I thought this week’s post would be triumphant. We had originally scheduled a meeting for this past Monday to formally enter our adoption agency’s domestic pool. For the past few weeks, my gut has been telling me that our agency (that performed our home study) is perhaps not the right agency for us to use for placement. It wasn’t so much anything wrong with the agency, as much as they weren’t the right fit for our particular situation. So when they pushed our Monday meeting back to this Friday, I hopped on the internet and found one out in California that has a strong track record of placing bi-racial couples with bi-racial babies.

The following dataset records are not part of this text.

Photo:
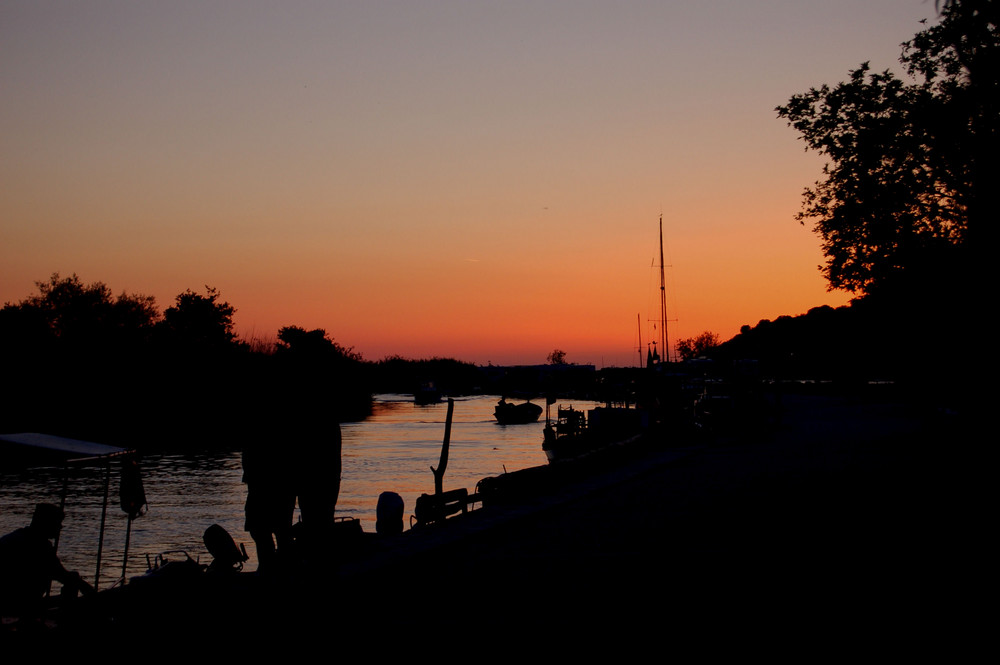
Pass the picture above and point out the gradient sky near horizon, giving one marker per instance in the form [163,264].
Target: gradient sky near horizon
[479,180]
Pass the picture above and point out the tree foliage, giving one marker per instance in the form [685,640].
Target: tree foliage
[313,344]
[907,182]
[67,312]
[200,321]
[694,347]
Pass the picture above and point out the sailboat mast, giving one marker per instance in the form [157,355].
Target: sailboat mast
[638,323]
[663,301]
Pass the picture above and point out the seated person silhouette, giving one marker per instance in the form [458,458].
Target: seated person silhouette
[28,565]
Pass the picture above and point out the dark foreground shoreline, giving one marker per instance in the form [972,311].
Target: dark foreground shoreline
[832,522]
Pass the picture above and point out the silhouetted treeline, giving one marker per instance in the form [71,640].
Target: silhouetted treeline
[896,339]
[84,363]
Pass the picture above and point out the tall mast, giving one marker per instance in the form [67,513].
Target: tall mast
[638,323]
[663,301]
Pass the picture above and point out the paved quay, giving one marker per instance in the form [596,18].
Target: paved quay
[828,507]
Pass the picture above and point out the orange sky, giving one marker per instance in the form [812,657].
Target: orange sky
[465,179]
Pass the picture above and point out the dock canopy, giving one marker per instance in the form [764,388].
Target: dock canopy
[35,448]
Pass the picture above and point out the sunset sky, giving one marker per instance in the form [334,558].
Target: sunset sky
[479,180]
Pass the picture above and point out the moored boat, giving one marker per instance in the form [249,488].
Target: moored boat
[508,413]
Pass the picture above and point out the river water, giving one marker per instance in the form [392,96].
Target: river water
[391,450]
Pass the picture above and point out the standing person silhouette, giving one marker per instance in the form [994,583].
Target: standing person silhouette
[29,565]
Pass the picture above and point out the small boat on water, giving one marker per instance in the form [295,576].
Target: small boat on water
[508,413]
[577,433]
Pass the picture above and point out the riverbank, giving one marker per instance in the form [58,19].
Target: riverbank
[831,524]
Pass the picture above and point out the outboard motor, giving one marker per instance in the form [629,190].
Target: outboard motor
[226,556]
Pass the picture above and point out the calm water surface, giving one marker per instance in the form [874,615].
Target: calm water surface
[391,450]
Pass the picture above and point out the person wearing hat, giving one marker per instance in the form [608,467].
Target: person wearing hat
[28,564]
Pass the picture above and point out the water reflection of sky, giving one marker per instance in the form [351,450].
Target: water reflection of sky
[392,450]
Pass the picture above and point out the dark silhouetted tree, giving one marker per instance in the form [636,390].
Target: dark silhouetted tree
[198,321]
[694,347]
[80,317]
[312,343]
[910,179]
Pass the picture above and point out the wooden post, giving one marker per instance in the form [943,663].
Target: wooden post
[443,464]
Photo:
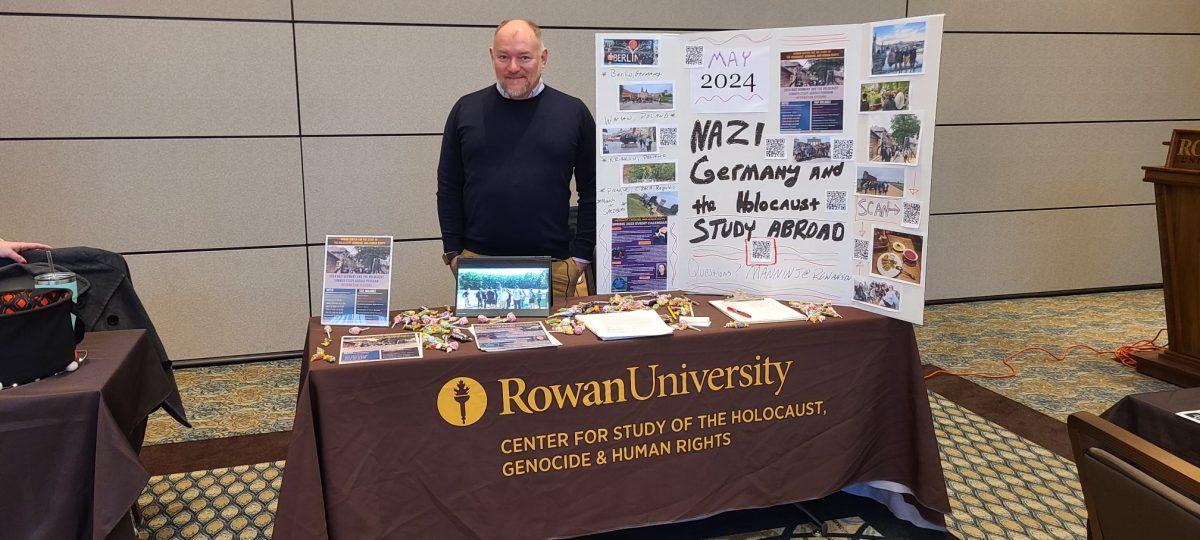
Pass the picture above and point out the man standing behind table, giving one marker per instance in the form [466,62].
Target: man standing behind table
[508,155]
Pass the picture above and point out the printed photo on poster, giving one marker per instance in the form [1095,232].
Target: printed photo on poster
[381,347]
[877,293]
[631,52]
[811,85]
[893,95]
[898,48]
[881,181]
[357,282]
[894,138]
[641,139]
[647,173]
[639,253]
[810,148]
[646,96]
[897,256]
[660,203]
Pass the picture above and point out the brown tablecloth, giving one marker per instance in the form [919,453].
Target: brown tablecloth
[371,456]
[69,444]
[1152,418]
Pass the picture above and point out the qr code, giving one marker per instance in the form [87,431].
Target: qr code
[667,136]
[775,148]
[843,150]
[911,214]
[835,201]
[862,250]
[762,251]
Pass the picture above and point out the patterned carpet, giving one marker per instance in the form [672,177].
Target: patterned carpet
[1000,486]
[977,336]
[226,401]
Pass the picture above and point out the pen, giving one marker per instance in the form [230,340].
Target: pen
[736,311]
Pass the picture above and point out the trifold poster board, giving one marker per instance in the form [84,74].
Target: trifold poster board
[789,162]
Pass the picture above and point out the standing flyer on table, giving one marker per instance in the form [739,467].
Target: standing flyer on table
[358,281]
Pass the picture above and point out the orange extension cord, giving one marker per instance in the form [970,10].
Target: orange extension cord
[1123,355]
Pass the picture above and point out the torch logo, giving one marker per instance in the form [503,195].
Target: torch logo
[462,401]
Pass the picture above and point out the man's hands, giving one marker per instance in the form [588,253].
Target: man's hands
[12,250]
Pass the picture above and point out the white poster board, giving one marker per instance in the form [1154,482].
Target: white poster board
[786,162]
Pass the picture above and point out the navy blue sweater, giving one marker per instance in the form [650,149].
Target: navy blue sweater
[505,172]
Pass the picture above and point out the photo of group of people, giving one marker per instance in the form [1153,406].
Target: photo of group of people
[358,259]
[664,203]
[646,96]
[633,52]
[885,96]
[648,173]
[503,288]
[881,181]
[641,139]
[877,293]
[898,48]
[897,256]
[813,148]
[895,138]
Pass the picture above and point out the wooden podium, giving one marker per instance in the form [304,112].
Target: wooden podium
[1177,199]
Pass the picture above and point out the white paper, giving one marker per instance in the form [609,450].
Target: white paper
[767,310]
[625,324]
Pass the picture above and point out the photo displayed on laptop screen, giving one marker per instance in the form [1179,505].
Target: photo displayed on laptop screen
[493,286]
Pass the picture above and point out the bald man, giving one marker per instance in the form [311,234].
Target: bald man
[508,156]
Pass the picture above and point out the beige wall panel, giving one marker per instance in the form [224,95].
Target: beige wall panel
[1074,16]
[391,180]
[210,9]
[982,255]
[418,276]
[1012,78]
[225,303]
[1045,166]
[616,13]
[375,79]
[154,195]
[85,77]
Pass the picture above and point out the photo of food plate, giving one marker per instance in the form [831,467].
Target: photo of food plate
[898,256]
[888,265]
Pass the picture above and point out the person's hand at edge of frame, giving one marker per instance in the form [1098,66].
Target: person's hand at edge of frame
[12,250]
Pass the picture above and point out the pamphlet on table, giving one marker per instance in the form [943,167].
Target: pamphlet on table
[766,310]
[381,347]
[625,324]
[513,336]
[358,281]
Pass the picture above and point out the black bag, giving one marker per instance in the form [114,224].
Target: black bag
[36,337]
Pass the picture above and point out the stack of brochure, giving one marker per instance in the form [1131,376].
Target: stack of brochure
[766,310]
[625,324]
[513,336]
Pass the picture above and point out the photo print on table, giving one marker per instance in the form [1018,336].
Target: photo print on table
[898,48]
[640,139]
[877,293]
[881,181]
[894,138]
[647,173]
[892,95]
[646,96]
[630,52]
[897,255]
[654,204]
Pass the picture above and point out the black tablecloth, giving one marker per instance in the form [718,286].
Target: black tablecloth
[69,444]
[1152,418]
[375,453]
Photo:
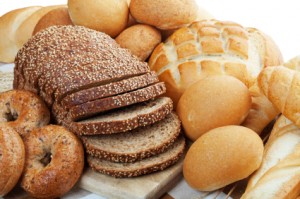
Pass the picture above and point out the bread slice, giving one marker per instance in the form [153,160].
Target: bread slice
[145,166]
[136,144]
[108,90]
[121,120]
[100,105]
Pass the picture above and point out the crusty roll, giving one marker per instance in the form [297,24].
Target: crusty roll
[12,158]
[25,30]
[140,40]
[279,174]
[281,85]
[165,14]
[108,16]
[222,156]
[9,23]
[57,16]
[212,47]
[213,102]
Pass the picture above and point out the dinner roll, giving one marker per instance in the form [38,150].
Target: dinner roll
[164,14]
[222,156]
[140,39]
[213,102]
[108,16]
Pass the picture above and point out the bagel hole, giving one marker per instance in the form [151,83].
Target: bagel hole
[10,115]
[46,159]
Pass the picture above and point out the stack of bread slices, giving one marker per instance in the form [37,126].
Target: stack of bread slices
[106,96]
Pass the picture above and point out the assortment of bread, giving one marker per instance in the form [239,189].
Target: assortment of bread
[87,70]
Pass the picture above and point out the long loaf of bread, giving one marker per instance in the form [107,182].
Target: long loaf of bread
[279,174]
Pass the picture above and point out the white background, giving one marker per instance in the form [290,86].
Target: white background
[280,18]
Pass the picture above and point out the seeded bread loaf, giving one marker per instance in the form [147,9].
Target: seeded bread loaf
[109,89]
[145,166]
[136,144]
[101,105]
[120,120]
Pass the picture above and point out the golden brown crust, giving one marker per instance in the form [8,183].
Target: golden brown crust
[12,158]
[23,111]
[54,162]
[57,16]
[140,40]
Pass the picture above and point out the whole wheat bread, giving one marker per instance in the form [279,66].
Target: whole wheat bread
[91,108]
[136,144]
[145,166]
[121,120]
[108,90]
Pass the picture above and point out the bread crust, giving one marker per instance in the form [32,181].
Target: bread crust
[131,170]
[12,158]
[54,162]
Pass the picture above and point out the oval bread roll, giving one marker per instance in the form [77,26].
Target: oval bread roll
[140,40]
[213,102]
[108,16]
[222,156]
[9,23]
[164,14]
[58,16]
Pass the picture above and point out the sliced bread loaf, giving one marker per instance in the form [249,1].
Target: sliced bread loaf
[145,166]
[120,120]
[105,104]
[108,90]
[136,144]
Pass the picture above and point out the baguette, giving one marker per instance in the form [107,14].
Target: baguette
[279,175]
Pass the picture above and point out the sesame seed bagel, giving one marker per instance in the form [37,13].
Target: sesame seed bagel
[12,158]
[23,110]
[66,58]
[145,166]
[137,144]
[101,105]
[109,89]
[54,162]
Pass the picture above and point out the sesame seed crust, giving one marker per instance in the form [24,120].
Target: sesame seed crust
[109,89]
[122,120]
[136,144]
[105,104]
[142,167]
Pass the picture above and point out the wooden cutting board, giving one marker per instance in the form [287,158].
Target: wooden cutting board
[147,186]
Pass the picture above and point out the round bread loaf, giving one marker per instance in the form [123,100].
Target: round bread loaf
[213,102]
[54,162]
[164,14]
[58,16]
[212,47]
[108,16]
[140,40]
[222,156]
[12,158]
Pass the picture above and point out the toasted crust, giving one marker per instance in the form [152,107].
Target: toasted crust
[142,114]
[12,158]
[85,110]
[51,178]
[145,166]
[109,89]
[23,111]
[144,136]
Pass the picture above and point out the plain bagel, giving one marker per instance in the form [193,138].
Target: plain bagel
[12,158]
[54,162]
[23,110]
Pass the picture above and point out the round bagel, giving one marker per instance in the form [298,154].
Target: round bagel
[12,158]
[23,110]
[54,162]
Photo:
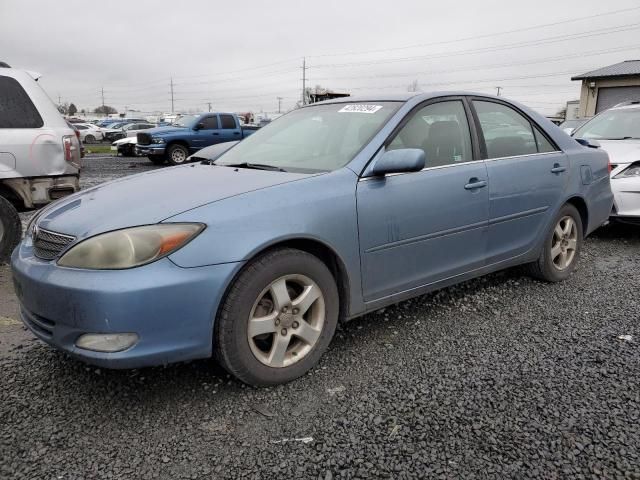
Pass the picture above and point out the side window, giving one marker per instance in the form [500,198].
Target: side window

It has been a bit of an emotional rollercoaster deciding whether or not to switch (we ultimately decided to go with the new group in California). I ignored my gut for awhile because I didn’t want to reopen a question I thought we had examined thoroughly. But we all know that nothing good comes from ignoring your gut feelings. I do feel good about our new decision but I am also frustrated because this is going to delay us at least a few weeks as we have to work through this new group’s application process and redo our profile to match their format.
In the grand scheme of things, I know another month isn’t that big a deal. What’s four measly weeks after five years of infertility hell? And I know I just need to have faith that in the grand scheme of things we are doing what is best to create our family. Still, there are days that it is hard to think about having to wait even one more day to have a child in my arms.